Trend Toward Energy Storage for Frequency Regulation in UK Will Continue, IHS Says

U.K. utility National Grid is turning to energy storage for frequency regulation — a trend that IHS says “will continue in the coming years.”

Energy company RES said on May 24 that it has signed a four-year contract with National Grid to build energy storage that will provide a dynamic frequency response service in sub-second timescales.

“After several years of rapid price reduction, large-scale batteries are increasingly being considered an attractive alternative to conventional thermal generators that provide electricity grid balancing services — in particular, frequency regulation,” IHS Senior Research Manager Sam Wilkinson said in a research note.

According to Wilkinson, the average lithium ion (Li-ion) battery price has fallen by over 60 percent in the last four years, largely because of growing competition in the stationary and automotive battery sector.
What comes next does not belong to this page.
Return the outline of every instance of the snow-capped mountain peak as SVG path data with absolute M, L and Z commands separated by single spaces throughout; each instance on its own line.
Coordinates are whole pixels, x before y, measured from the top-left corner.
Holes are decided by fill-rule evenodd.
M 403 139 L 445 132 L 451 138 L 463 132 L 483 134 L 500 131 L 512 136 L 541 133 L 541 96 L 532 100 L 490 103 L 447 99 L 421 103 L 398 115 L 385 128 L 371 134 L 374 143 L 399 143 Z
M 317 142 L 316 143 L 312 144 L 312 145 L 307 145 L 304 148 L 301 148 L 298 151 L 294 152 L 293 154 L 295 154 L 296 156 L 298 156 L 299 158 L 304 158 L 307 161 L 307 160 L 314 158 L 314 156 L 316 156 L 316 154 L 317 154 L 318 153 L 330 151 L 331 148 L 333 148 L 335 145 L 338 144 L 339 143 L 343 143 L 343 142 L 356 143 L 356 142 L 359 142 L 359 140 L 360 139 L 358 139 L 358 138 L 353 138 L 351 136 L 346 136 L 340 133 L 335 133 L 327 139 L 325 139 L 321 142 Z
“Because of their extremely fast response, high efficiency and long-life, Li-ion batteries have quickly established themselves as the leading battery technology for these types of applications,” he said. “To date the majority of such systems have been developed in the United States, Germany, South Korea and Japan. Aided by the National Grid’s upcoming tender for 200 MW of ‘enhanced frequency response,’ and with quickly rising demand for batteries to store surplus solar power in homes, IHS expects nearly 1 GW of batteries will be installed in the United Kingdom’s grid by 2020.”

RES said that it expects to place the energy storage project in service within 18 months.